Поверьте, я нисколько не шучу и не приукрашиваю: это действительно были самые настоящие стихи. И прозвучали они из уст напарника столь внезапно, что вместо крика: «Ложись!», которым я собирался сопроводить спасение Дюймового, я издал лишь короткое нервное хрюканье. А вы бы не поперхнулись от неожиданности, когда ваш — прости меня, Жорик, за столь обидное сравнение — шкаф или холодильник взялся бы ни с того ни с сего читать вам вслух Пушкина или Байрона?
А между тем наш недотёпа-поэт вовсе не думал останавливаться на достигнутом:
Нет, конечно, это были не Пушкин и не Байрон. Далеко не Пушкин и не Байрон. Но поставьте сейчас любого из них на место Дюймового, вряд ли их отточенные рифмы и безупречный поэтический слог сумели бы произвести тот же эффект, какой произвели на меня неказистые, но предельно искренние Жориковы вирши. Свистунов и вовсе глядел на него, будто тот бесповоротно спятил вслед за своей пассией. Хотя, почему «будто»? Чёрный Джордж и впрямь спятил от любви, что помимо его внезапного лирического порыва выдавал также лихорадочный блеск его глаз.

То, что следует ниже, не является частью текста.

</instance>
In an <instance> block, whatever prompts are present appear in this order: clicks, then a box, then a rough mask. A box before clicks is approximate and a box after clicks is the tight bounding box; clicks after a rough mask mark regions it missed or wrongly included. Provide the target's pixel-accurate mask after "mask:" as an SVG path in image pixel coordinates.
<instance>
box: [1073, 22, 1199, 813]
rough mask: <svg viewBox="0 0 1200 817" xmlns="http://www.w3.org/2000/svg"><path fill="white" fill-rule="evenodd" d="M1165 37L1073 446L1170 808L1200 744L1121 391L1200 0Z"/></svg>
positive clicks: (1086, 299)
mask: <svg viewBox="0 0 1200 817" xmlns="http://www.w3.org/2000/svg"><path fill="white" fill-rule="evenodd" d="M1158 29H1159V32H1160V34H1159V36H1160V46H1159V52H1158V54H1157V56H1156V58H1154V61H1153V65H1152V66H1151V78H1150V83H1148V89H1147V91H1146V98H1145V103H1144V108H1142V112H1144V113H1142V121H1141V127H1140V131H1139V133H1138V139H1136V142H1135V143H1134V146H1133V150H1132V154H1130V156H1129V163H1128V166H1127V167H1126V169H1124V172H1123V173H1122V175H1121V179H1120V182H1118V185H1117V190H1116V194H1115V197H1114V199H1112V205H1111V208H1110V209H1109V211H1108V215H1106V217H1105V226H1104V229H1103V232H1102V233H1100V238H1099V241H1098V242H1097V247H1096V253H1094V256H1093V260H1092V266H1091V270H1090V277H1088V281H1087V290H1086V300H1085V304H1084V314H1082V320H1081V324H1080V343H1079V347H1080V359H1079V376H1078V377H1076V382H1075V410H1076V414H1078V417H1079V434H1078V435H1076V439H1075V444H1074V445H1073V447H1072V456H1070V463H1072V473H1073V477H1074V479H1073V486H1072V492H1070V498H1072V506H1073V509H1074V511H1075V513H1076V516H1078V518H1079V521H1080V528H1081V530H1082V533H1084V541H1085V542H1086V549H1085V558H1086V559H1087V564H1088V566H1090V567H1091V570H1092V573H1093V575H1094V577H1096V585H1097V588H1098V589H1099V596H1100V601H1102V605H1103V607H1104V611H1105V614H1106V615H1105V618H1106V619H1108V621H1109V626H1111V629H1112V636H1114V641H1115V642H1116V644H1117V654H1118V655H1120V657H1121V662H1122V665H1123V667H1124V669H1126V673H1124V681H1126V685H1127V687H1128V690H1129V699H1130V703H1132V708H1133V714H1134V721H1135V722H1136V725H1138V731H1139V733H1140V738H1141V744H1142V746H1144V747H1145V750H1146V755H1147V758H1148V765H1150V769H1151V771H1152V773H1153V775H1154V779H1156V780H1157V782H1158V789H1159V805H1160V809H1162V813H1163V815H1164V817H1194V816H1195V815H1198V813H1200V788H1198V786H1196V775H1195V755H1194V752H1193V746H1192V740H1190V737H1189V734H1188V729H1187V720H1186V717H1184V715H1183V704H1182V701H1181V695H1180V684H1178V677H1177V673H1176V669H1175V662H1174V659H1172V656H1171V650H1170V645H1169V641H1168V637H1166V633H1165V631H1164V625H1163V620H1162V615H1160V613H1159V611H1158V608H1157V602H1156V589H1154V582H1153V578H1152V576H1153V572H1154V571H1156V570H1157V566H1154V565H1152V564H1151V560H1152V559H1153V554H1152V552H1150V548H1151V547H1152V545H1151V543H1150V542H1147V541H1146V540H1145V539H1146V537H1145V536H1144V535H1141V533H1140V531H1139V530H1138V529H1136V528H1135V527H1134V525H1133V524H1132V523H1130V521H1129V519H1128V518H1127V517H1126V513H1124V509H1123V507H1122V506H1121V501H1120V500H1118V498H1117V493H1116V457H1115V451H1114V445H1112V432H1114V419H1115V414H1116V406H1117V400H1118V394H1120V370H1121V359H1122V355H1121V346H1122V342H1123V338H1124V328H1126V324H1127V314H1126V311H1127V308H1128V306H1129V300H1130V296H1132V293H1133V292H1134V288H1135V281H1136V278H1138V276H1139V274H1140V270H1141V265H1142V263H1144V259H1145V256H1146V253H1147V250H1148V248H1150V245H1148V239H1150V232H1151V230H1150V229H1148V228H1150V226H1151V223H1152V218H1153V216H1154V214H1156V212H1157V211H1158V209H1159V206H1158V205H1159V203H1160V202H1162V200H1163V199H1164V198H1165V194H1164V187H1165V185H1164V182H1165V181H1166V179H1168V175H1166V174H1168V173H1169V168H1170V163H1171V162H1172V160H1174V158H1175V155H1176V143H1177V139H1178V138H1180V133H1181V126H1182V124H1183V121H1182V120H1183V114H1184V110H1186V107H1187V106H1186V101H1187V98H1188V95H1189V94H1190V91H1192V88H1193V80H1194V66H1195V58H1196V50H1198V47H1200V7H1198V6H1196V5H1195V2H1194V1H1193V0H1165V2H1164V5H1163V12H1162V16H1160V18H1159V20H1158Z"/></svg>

Говоря начистоту, Геннадий Валерьич в лирику Дюймового вписывался не больше, чем Клеопатра — в «Слово о полку Игореве». Но таков уж Жорик был педант: даже объясняясь Динаре в любви, он не мог отступить от канонов исторической достоверности. И когда только он успел насочинять всё это, ведь слагать стихи экспромтом, даже такие примитивные, он вряд ли был способен. А в зомбированном состоянии, в каком этот неумелый рифмоплет пребывал последние три недели, он и подавно не нашёл бы общий язык с музами.
Романтики верят, что истинная любовь способна пройти через все испытания и сокрушить любые преграды. Последние остатки романтического флера с моих глаз сорвала Зона, и сегодня я уже смотрел на жизнь незамутнёнными глазами битого ею циника. И всё-таки приятно видеть, что даже в этих жестоких краях порой происходят прекрасные и совершенно неуместные здесь вещи.
И явил нам Дюймовый новое чудо, и было оно столь же невероятным, как предыдущее… Мыслимое ли дело: второе чудо за полдня! И как, скажите, после такого парада чудес не уверовать в святость этого уникального парня?
— Джорджик! — вскричала Динара, едва отзвучало третье четверостишие. То, что она дослушала до него, не выпустив в нас ни одной пули, свидетельствовало: на Арабеску поэзия Чёрного Джорджа также произвела неизгладимое впечатление. — Джорджик, чёрт тебя побери, неужто это и вправду ты?! Но как такое возможно?!
— Ясен пень, я… то есть мы, а кто же ещё?! — отозвался опознанный сталкер и горделиво приосанился. — Самые настоящие мы, а никакие не аватары. И то, что тебе Геннадий Валерьич про нас только что рассказал, — истинная правда!
— Ну, конечно! И почему я до такой очевидности сама не додумалась! Кто бы ещё, как не Мангуст, помог моему Джорджику бежать из плена? Вот если бы ты один здесь появился, тогда да — стоило бы насторожиться! Но на пару с Геной… — Сначала из-за постамента высунулась голова в серой вязаной шапочке, а затем нашим взорам предстала и сама Динара, одетая в такой же, как наши, армейский комбинезон. В руках у неё действительно было оружие. Но вышибить нам мозги она могла лишь в одном случае: если бы мы подошли к ней на расстояние вытянутой руки. Выстрелить же из полуметрового обрезка арматуры у Арабески не получилось бы при всём желании.
— Что ж ты сразу со стихов не начал, поэтичный ты мой! — с ласковой укоризной продолжала она, спеша нам навстречу. Мы тоже не стали топтаться на краю залитой кровью площадки и двинули в обход неё к палаточному городку. Там нам и предстояло спустя три месяца наконец-то воссоединиться с нашей соратницей по коалиции. Той коалиции, что была образована мной, Жориком и Динарой накануне предпринятых нами прошлогодних поисков Мерлина. — Растерялся, да? Поверил, что у меня было время в этой кутерьме оружием разжиться? Какое оружие, Джорджик! Едва-едва успела палатку сзади распороть да по сугробам незаметно оттуда уползти!… А твои новые стихи лучше прежних — тех, что ты мне в записках пересылал. Гораздо лучше! Слово питерца! Я когда их услыхала, и сей же миг моё наваждение как ветром сдуло. Ведь кто ещё кроме тебя мог в Пятизонье такие глуп… в смысле глубокие, проникновенные строки сочинить!… Ну, здравствуй, мой несгибаемый, благородный герой!